Wanita itu kembali menoleh, seolah dia takut tertangkap oleh seseorang, dan Gavin memahami gestur yang sperti itu, tandanya wanita itu tidak dalam keadaan aman, karena dia terlihat ketakutan dan selalu melihat arah sekitarnya. Gavin keluar dari meja konsultasi dan berjalan mendekat ke arah wanita itu, lalu menyuruhnya duduk di bangku apotek yang di tutupi beberrapa rak, yang tidak memungkinkan wanita itu terlihat dari luar apotek. Disana Gavin memandang wanita berambut coklat gelap itu, dia bermata coklat, dan juga memiliki struktur bibir yang sexy, hidungnya yang mancung manambah kecantikannya.
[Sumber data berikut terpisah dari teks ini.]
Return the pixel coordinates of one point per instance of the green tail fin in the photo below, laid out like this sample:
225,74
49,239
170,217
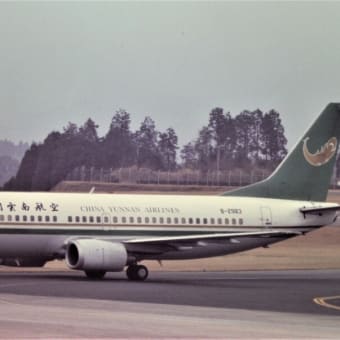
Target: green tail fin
306,172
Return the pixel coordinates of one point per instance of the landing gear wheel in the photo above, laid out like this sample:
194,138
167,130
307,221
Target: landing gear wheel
137,272
95,274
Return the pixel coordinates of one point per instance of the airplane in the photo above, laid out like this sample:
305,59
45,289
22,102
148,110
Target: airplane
100,233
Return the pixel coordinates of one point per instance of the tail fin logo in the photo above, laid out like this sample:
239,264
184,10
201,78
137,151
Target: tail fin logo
321,156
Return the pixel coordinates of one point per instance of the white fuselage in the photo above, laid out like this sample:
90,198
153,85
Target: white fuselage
38,225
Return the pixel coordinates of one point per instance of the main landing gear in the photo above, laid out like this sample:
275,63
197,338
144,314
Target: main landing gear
137,272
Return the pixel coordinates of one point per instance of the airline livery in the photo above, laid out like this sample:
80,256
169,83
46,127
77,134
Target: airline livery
99,233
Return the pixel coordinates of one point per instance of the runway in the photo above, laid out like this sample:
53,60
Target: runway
263,304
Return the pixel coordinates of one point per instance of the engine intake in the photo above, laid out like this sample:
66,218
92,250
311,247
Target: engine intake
91,254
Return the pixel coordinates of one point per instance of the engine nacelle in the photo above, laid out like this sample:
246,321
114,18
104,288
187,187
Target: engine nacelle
91,254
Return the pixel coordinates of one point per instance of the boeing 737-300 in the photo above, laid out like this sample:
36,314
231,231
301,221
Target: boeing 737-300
99,233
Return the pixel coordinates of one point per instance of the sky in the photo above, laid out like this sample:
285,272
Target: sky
64,62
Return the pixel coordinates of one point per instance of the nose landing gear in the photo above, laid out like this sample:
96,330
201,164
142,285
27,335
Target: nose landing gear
136,272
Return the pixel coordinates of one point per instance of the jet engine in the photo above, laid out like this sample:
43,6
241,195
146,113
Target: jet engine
94,255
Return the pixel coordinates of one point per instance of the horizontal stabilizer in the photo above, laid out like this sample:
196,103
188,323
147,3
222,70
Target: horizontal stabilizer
319,210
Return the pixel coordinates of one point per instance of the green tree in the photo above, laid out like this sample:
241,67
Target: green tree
167,146
273,139
118,148
148,154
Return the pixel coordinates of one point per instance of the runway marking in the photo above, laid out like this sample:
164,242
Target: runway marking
322,301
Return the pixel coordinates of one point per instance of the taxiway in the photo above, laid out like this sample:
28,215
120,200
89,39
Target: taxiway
258,304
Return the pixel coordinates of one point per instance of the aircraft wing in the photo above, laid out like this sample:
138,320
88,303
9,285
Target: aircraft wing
163,244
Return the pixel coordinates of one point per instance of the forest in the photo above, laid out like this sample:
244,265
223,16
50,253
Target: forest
10,158
250,140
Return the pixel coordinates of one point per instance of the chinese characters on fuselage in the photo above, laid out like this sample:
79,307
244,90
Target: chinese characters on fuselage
25,207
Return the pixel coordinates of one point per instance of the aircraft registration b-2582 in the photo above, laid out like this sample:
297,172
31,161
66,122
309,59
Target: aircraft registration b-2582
99,233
Gavin berusaha menenagkan wanita itu dan kembali menanyakan dia butuh obat apa.

'Kamu mau saya ambilkan obat dengan merk apa...?' tanya Gavin lagi, dan sekarang Gavin melihat wanita tadi terus memegang perut bagian bawahnya.
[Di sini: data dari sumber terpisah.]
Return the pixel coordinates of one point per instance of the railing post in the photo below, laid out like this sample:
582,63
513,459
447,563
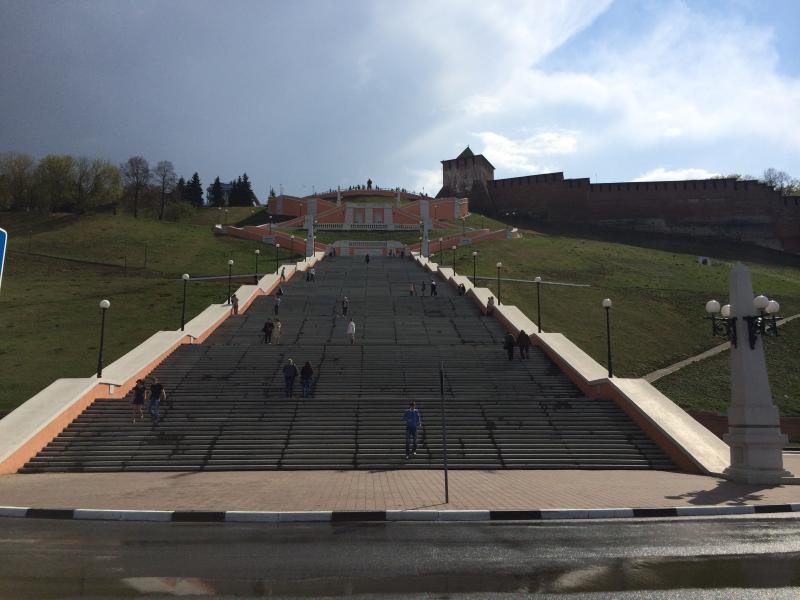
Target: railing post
444,432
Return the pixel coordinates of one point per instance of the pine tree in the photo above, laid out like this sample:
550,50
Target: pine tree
194,191
217,197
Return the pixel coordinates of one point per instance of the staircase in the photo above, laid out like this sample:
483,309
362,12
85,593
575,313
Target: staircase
226,408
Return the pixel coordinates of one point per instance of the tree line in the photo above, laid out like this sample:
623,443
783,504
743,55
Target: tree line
65,183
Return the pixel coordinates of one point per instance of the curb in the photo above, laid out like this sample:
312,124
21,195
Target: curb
327,516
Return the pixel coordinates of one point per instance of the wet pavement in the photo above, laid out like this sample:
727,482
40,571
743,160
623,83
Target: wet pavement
675,558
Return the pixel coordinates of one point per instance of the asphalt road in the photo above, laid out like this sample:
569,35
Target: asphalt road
676,558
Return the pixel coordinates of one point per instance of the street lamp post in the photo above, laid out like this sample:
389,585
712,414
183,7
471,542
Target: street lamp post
607,305
185,278
104,306
538,281
230,273
499,264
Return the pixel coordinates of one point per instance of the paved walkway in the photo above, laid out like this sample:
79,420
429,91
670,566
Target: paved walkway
384,490
659,373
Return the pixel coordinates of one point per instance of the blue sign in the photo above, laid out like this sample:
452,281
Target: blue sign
3,240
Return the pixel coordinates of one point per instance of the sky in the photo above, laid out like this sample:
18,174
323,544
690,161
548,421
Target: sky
310,95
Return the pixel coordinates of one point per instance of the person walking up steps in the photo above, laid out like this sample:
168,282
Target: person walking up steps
413,422
157,395
306,374
137,402
289,375
524,343
269,326
508,344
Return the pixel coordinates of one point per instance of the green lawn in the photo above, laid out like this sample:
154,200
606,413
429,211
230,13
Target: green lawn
48,307
659,297
49,315
706,385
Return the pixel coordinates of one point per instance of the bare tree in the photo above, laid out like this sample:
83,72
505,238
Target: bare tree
165,173
136,174
780,180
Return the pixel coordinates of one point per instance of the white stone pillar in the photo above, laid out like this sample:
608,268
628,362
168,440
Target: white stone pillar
754,433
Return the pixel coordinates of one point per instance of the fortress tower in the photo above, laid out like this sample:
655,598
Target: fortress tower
461,173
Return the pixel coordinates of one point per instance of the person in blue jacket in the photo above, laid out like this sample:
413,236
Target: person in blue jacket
413,422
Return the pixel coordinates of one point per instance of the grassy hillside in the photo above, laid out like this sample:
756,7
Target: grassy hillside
659,296
49,315
48,305
707,385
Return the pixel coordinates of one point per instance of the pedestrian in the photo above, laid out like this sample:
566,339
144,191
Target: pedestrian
524,343
508,344
157,395
137,402
269,326
306,374
289,375
413,422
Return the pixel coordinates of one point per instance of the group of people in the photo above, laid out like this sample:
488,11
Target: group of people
272,329
150,391
412,289
290,373
522,341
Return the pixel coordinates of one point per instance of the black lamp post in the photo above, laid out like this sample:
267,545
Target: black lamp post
104,306
230,273
538,281
499,264
607,306
185,278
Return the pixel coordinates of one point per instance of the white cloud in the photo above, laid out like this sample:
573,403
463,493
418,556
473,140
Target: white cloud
662,174
522,155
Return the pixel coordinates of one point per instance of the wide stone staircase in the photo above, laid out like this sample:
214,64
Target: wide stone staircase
226,408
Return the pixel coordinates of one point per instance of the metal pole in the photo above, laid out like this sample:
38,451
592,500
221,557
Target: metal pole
102,335
474,278
538,306
183,310
444,433
230,270
608,339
'E...aku gak tau merknya, pokoknya pereda rasa sakit dan nyeri...apa aja gak apa-apa...uhh..' jawab wanita tadi sambil terus meringis kesakitan dan memegang perutnya.

'Kamu lagi mestruasi kah..?' tabak Gavin

Wanita itu terbelak matanya, dan memandang mata Gavin dengan raut muka menahan rasa malunya, karena penjaga apotek seorang lelaki, jadi dia merasa malu membicarakan hal tersebut. Wanita dengan kulit kuning langsat itu mengangguk pelan, dan gavin tersenyum melihatnya. Gavin berjalan mendekati rak obat dan mengambil obat pereda nyeri haid, serta dia membawakan air hangat dari dispenser untuk wanita itu. Dengan arahan Gavin, dia meneguk obat itu, dan tersenyum kearah Gavin yang juga ikut tersenyum melihat wanita itu sudah meminum obatnya. 
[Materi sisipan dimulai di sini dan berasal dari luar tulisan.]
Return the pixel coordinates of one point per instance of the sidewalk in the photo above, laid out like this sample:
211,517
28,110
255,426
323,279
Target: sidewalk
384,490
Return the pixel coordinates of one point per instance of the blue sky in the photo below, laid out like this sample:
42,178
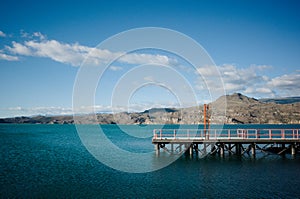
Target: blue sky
255,45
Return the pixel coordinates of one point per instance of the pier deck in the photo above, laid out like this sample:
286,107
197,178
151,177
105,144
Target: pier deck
232,141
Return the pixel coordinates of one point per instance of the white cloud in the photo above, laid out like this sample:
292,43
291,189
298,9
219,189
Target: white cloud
74,54
115,68
286,85
19,49
39,35
2,34
8,57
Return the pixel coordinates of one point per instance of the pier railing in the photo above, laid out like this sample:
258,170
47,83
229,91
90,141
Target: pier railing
226,134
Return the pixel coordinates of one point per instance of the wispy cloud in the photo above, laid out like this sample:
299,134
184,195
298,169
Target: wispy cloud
8,57
37,45
2,34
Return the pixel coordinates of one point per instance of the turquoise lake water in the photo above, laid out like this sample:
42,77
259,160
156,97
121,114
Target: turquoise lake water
50,161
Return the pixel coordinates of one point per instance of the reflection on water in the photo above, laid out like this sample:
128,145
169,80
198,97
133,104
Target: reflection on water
50,160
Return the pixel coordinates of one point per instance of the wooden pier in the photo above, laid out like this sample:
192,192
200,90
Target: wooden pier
202,142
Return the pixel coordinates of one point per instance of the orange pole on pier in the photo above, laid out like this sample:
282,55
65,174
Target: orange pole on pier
206,119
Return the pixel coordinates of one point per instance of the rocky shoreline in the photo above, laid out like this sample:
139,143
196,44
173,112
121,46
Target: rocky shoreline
240,109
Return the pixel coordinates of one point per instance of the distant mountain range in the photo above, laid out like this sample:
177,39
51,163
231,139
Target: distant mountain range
239,109
286,100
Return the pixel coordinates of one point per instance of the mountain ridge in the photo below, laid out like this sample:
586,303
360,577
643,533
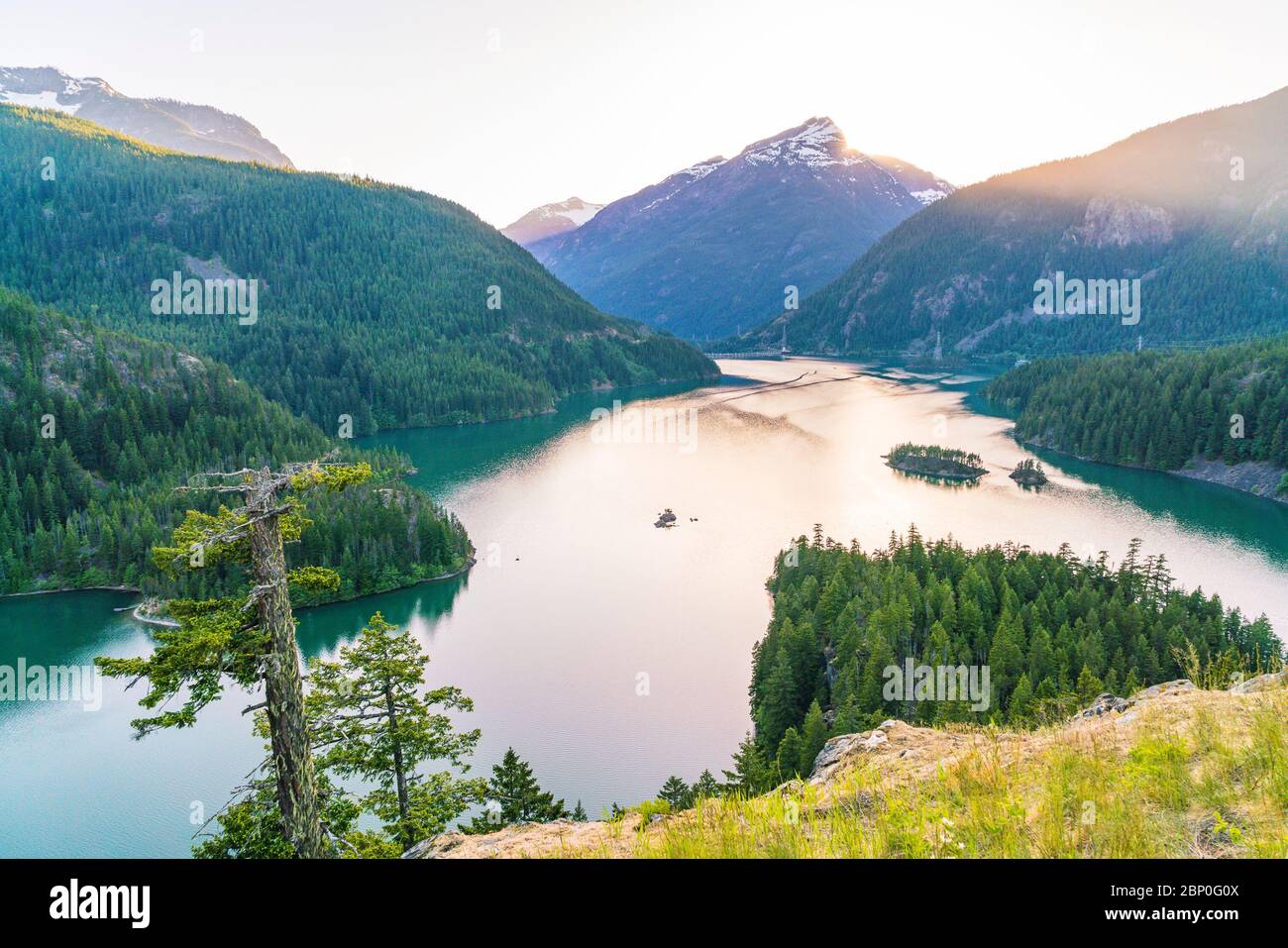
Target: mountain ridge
1194,209
380,303
183,127
711,245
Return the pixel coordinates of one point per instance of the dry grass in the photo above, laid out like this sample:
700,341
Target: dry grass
1186,775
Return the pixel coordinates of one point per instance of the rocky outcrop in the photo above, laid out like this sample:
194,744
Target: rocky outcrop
1120,222
898,754
1276,679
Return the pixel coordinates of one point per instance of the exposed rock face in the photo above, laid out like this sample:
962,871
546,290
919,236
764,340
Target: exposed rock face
1260,478
1104,704
1116,222
1261,683
527,840
902,753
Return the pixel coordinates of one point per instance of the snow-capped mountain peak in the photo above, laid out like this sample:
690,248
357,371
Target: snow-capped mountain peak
816,143
550,219
166,123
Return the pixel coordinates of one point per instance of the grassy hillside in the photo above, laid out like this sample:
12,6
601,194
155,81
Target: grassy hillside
95,430
1196,209
1184,773
374,300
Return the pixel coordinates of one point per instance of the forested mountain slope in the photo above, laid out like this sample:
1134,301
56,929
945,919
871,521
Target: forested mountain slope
179,125
1196,209
97,429
1157,410
1052,633
376,301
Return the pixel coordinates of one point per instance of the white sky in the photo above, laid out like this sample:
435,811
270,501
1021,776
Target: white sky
505,104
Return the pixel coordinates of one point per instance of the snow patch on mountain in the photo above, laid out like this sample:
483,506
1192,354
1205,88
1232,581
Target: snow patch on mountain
46,99
818,143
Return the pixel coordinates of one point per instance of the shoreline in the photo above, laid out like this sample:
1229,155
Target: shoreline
1202,474
170,623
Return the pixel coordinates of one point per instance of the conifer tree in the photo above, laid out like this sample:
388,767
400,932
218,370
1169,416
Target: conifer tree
812,737
249,640
706,786
514,796
677,792
369,719
750,772
789,755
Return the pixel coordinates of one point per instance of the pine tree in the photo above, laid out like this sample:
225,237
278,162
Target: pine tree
706,786
778,708
812,737
789,755
750,775
249,640
677,792
1021,700
369,719
514,796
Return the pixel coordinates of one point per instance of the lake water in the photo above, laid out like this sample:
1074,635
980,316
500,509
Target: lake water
610,653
'Berapa mas...?' tanya nya sambil beranjak dari tempat duduknya

'28 ribu rupiah, eh...' cegah Gavin 'Udah kamu duduk aja dulu, nunggu enakan perutnya baru jalan lagi...' lanjut Gavin sambil memegang lengan wanita itu dengan lembut dan membuatnya kembali duduk

'Makasih ya mas...' jawabnya dengan senyuman 'Ini uangnya, katanya sambil menyodorkan satu lembar 50 ribu kepada Gavin.

'Sebentar ya mbak...' jawab Gavin sambil kembali berjalan ke mesin kasir dan memberikan kembalian untuk wanita itu

Saat Gavin sampai di depan wanitua itu dia membawa hot pack untuk kompres perut wanita itu.

'Ini...dipakai aja mbak gak apa-apa...' kata Gavin sambil memberikan hot pack kepada wanita itu

'Ini....' tanyanya heran

'Ini untuk kompres supaya perut mbak tidak kram...' jawab Gavin lalu duduk di samping wanita itu.

Wanita itu memandang heran ke Gavin yang terlihat biasa saja saat bertemu dengannya, Gavin juga terlihat sangat cekatan dalam menanganinya, dia berbeda dengan pelayan apotek pada umumnya.

'E...sorry...kamu gak tau aku kah...?' tanyanya dengan heran

Sekarang giliran wajah Gavin yang terlihat bingung dengan pertanyaan dari wanita yang sedari tadi diam-diam di kaguminya. Gavin hanya menggelengkan kepalanya, tanda dia tidak mengenali wanita itu, dan ini adalah kali pertama dia bertemu dengannya.

'Seriously...??' tagasnya lagi

'Iya...apa kita pernah bertemu sebelumnya...?' tanya Gavin balik 'Kamu pasien aku kah..? atau keluarga kamu ada yang menjadi pasienku...?' tanya Gavin lagi

'Wait...kamu seorang dokter...?' tanyanya balik

'Iya aku dokter di rumah sakit itu...' jawab Gavin sambil menunjuk brosur di apotek yang ada nama rumah sakit tempat dia bekerja.

Wanita itu tertawa, seolah rasa sakit di perutnya yang tadi menghilang begitu saja.

'Kamu tidak pernah nonton TV...?' tanyanya lagi

Gavin menggelengkan kepalanya, dan dia lalu mengerutkan dahinya, pertanda dia semakin bingung dengan wanita ini. Gavin berfikir kalau mungkin wanita ini mabuk, dan ngomongnya mulai mengelantur kemana-mana.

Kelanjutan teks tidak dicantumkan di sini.